You can stay clean enough with bowls and washcloths but also consider a solar shower. They run about $20.
Buy a case of two of toilet paper at Costco. Have plenty of dish soap, hand soap, etc. Cheap clean towels. A clothesline outdoors and one indoors. Stoppers for your sinks to use them for washing (the drains will still function). Don't get behind on laundry before the start of this mess. Keep dishes washed and don't let them pile up.
Yes, you can have enough food, water, and sanitation with your budget and setup to last you 4 months.
The issue you might not have the money (or prep time) for is security.
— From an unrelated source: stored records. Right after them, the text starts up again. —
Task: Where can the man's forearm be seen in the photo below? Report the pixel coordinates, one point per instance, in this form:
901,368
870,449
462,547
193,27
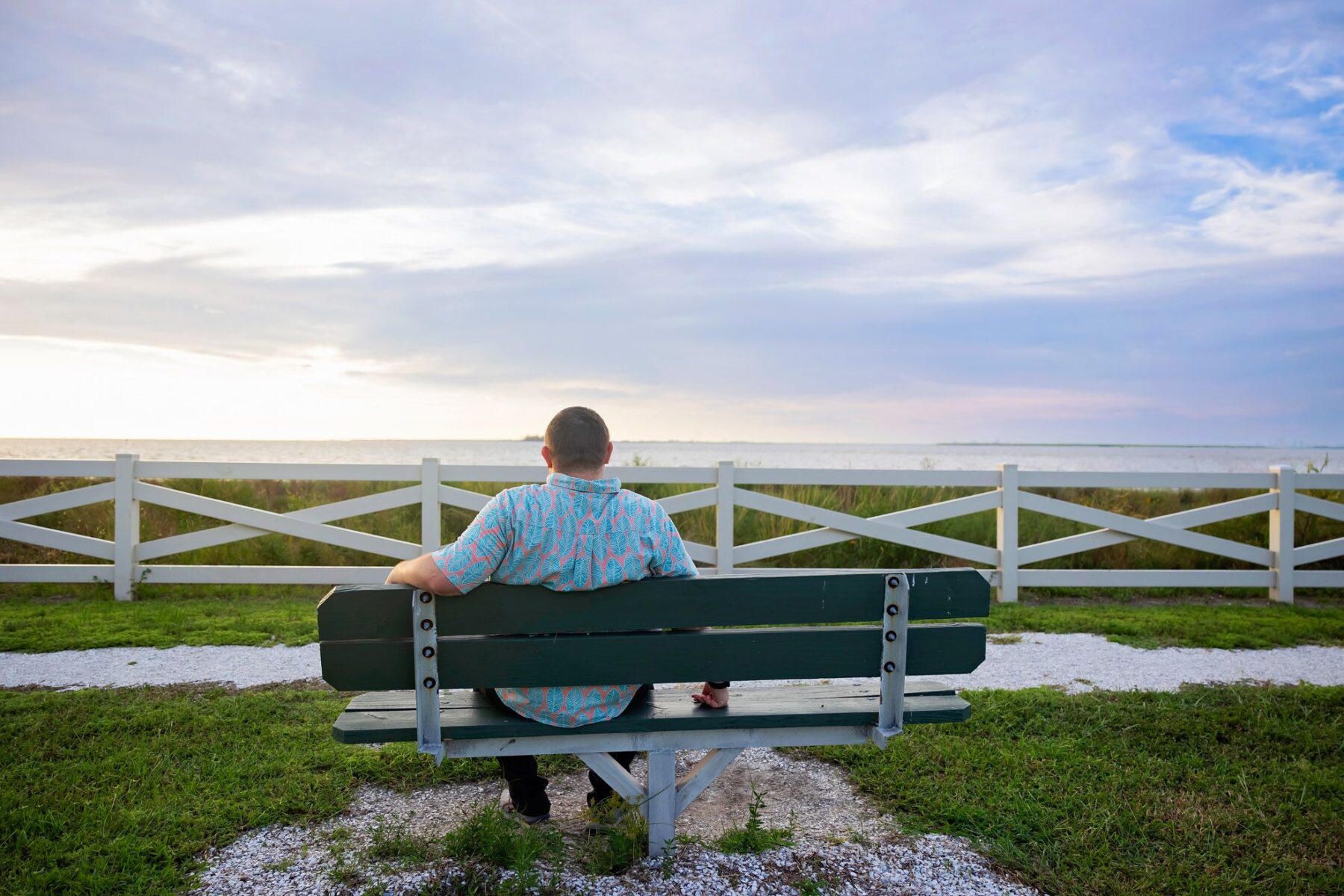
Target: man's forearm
423,573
But if you plan that you may lose access to your backyard and just secure the doors and windows of the house itself, you should be okay. Ideally you should have a back patio area secured as well. You don't have the money (or time) to secure your entire backyard but you should have access to it for a short time at least. It is best to do your cooking and toilet needs (if the house toilets stop draining) outdoors and water storage is better outdoors as well due to space. But you can do it all inside if you have to.